Along with PING, there are a few other fun bits of network code that I got to write back in the early days of TCP/IP.
Some other bits of kernel code that I've originated include the "default route" support, which a lot of people depend on to get their packets to an InterNet router when the full generality of a dynamic routing protocol is not required, or isn't working.
I also devised the "TCP max segment size (MSS) follows departing interface maximum transmission unit (MTU)" algorithm, which greatly improved TCP/IP efficiency in the face of dropped datagrams by allowing TCP to avoid using IP fragmentation.
I then further extended the algorithm to bring BSD UNIX into strict conformance with the TCP specification, and limit the TCP segment size when transmitting to faraway systems to 576 bytes. This is the origin of the "subnets-are-local" flag, which sometimes frustrates LAN sys-admins, but allowed mail to flow to Multics and Univac machines which (back then) adhered to the letter of the specification and could only handle 512 byte TCP segments. Since at the time I was the moderator of the TCP-IP Digest, the Unix-Wizards Digest and the INFO-UNIX Digest, I had a lot of packets to send to Multics and Univac machines, and the mail had to go through.

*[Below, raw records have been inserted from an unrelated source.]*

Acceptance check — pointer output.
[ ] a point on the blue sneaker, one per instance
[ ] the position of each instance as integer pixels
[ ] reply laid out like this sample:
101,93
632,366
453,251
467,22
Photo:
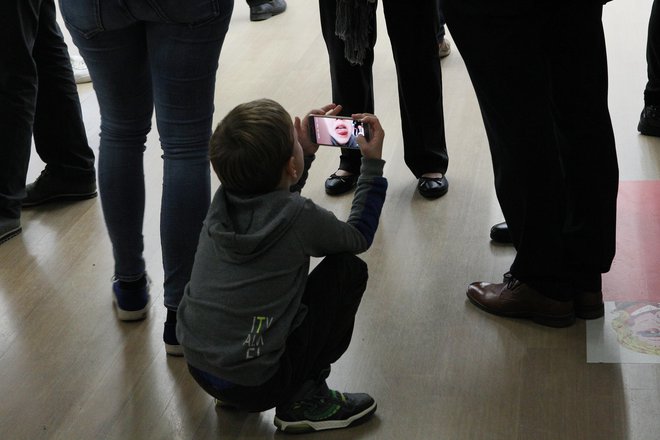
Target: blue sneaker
131,304
172,346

Along with Terry Slattery (then of the US Naval Academy), we took inspiration from an (Excelan? Interlan?) network test program, and evolved it into a program called TTCP, to "Test TCP". In addition to performing its intended function of testing TCP performance from user-memory to user-memory, TTCP has remained an excellent tool for bootstrapping hosts onto the network, by providing (essentially) a UNIX "pipe" between two machines across the network. For example, on the destination machine, use:
ttcp -r | tar xvpf -and on the source machine:
tar cf - directory | ttcp -t dest_machineTo work around routing problems, additional intermediate machines can be included by:
ttcp -r | ttcp -t next_machine
TTCP has become another standard UNIX networking tool.